The PSFSBuilding, PhiladelphiaPA

 I have to admit, I lived Philadelphia for about 6 years and while always walked or drove by this building countless times, knew it was there and that it was, supposedly, great. I had never been before I left and believed the opportunity to visit it entirely lost. It’s shameful thing to admit for someone who allegedly loves architecture to miss something so prevalent in a city, and like so many of my relationships before, I promised each new city that I’ll never do something so stupid again. I pledge, with the earnestness of a alter server, that I will see their beautiful buildings and compliment them. However, I’ve lived in Baltimore for about six months now and have yet to go to the Benjamin LaTrobe Cathedral or the Baltimore Museum of Art, what can I tell you? I’m a bad, bad person.

All this guilt aside, the PSFS (Philadelphia Savings Fund Society) is, in fact, one of the beautiful structures I have ever seen. The best? Not quite, but nothing ever trumps your first love. (Oh The East Gallery by I.M. Pei! Why must you always break my heart?) So let’s do a little bit of background:
This building was originally conceived in the 1920s, when architecture was about the power of money. If you had a successful company why not show it off and publicly announce your means. This was the age of great sky scrapers and grander ambitions. Buildings were the same thing as a new Rolls Royce or a trophy wife. And the PFSF wanted the hottest chick there was.

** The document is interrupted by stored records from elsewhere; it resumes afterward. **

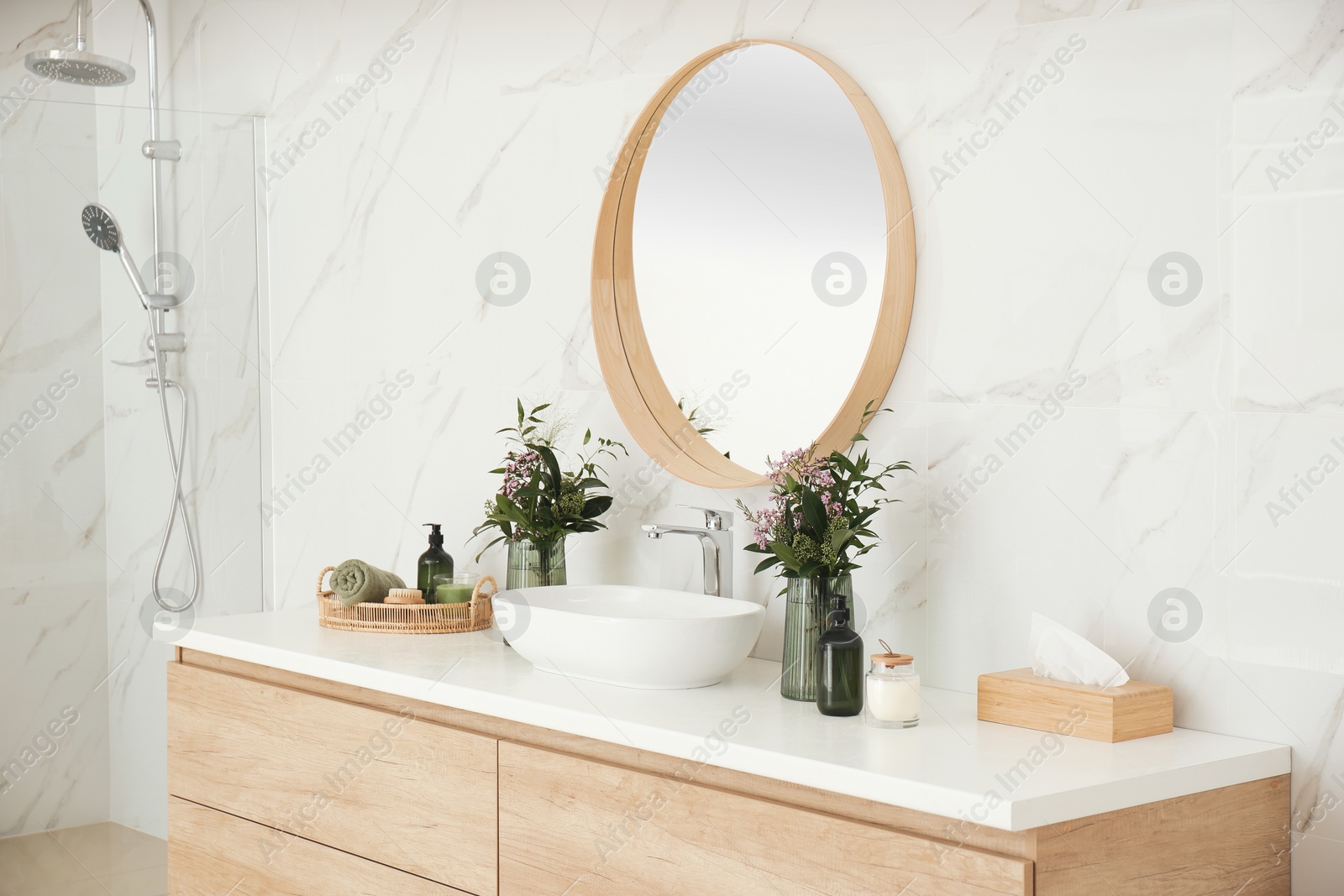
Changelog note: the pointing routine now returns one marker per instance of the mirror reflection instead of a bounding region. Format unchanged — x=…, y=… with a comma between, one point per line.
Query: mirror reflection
x=759, y=248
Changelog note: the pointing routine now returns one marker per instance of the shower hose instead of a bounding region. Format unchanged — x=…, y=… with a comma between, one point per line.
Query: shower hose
x=178, y=459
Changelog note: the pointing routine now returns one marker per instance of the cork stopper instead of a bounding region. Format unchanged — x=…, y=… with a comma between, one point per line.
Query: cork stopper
x=890, y=658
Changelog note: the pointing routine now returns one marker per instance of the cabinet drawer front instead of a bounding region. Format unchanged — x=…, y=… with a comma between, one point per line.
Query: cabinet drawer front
x=390, y=788
x=582, y=828
x=212, y=853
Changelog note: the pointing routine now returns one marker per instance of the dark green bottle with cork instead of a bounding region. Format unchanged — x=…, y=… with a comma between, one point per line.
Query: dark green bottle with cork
x=840, y=664
x=433, y=562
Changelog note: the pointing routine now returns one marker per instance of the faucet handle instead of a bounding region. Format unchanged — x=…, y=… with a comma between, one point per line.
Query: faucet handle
x=712, y=519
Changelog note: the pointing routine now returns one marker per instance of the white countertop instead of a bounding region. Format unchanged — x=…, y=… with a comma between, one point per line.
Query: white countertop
x=952, y=765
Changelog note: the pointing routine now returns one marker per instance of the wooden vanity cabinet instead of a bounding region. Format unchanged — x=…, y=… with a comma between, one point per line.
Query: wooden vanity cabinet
x=282, y=783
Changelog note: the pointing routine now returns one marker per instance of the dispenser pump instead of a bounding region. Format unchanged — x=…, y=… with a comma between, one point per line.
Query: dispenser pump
x=436, y=533
x=433, y=562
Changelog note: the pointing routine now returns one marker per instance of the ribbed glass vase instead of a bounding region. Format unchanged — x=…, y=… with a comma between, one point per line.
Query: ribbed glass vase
x=804, y=621
x=535, y=563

ENTER Howe and Lescaze or Howe I Met My Partner
William Lescaze was a Swiss-born American architect who moved to New York in 1923, after initially settling to Ohio. Lescaze had a natural gift for grandeur and is generally given the credit for the sleek beautiful lines of the building due to his personal taste. However, he insisted to the end that more credit belonged to Howe. (As a side note, I think most Americans are more confident in European architects than our own, but that’s outside the scope of this work.)

George Howe was about as American as hot-dogs and baseball. Educated at Harvard, and then later Ecole de Beaux arts, he received some initial influence from the infamous Furness, Evans & Co, which undoubtedly taught him the importance of human scale. He also served in World War I which lumps him in with those “lost generation” dudes.
They teamed up just before submitting a bid for the PSFS and lo, the dark horse won.

However, during the construction the market crashed and slowed construction significantly, the building was finally finished in 1932 and the HUGE neon sign emblazoned the sky to inspire the people of Philadelphia to dream big. However some believed that PFSF stood for “Philadelphia Slowly Faces Starvation”. The sign is often considered the first use of the modern mega-graphic in architecture. So you can see why Robert Venturi is also charmed by it.

It was added to the National Register of Historic Places in the 1970s.

Having entered it from several different angles (that’s what he said) during the course of my stay. I can safely attest that every initial impression is one of elegance and intrigue. When you first come in there is immediately a sense of being pulled into a scene where you are a character of some importance. The sharp clean marble, the bony lines, and powerful thrusts of cantilevers that hum a low tune, it’s all there for you to be more important than you may actually be, which is what you want when you’ve been traveling.

Traveling makes you alien, you almost want to be forgotten so reinvention becomes more believable. By being in a smart and sophisticated place, you too feel smart and sophisticated.  
The place I most fell in love with was the 33rd floor, which has wide-glass and an almost unobstructed view of Philadelphia and allows you to look down into City Hall as you are almost level with it in height. You feel like a peeping tom. This view, for the time was a revolutionary.

On the exterior there is a nod to the art-deco vogue but there are also the early signs of international style, no doubt brought over from Switzerland. The regimented rhythm of the fenestrated façade would be squat and boring (I’m talking MARY TODD LINCOLN squat) except that it is punctuated by vertical lines which dominate them with subtlety. This creates a balance.
The street level is addressed by one large dark pull that stretches like licorice taffy. This move addresses the curb in a friendly way, welcoming you in but reminding you not to touch anything that looks expensive. 

The only criticism is that the flow of interior spaces is a little jarring, like they were planning on it being wider and then had to skew their design to fit the requirements.

In conclusion: It’s a Pretty Sweet Freakin’ Structure.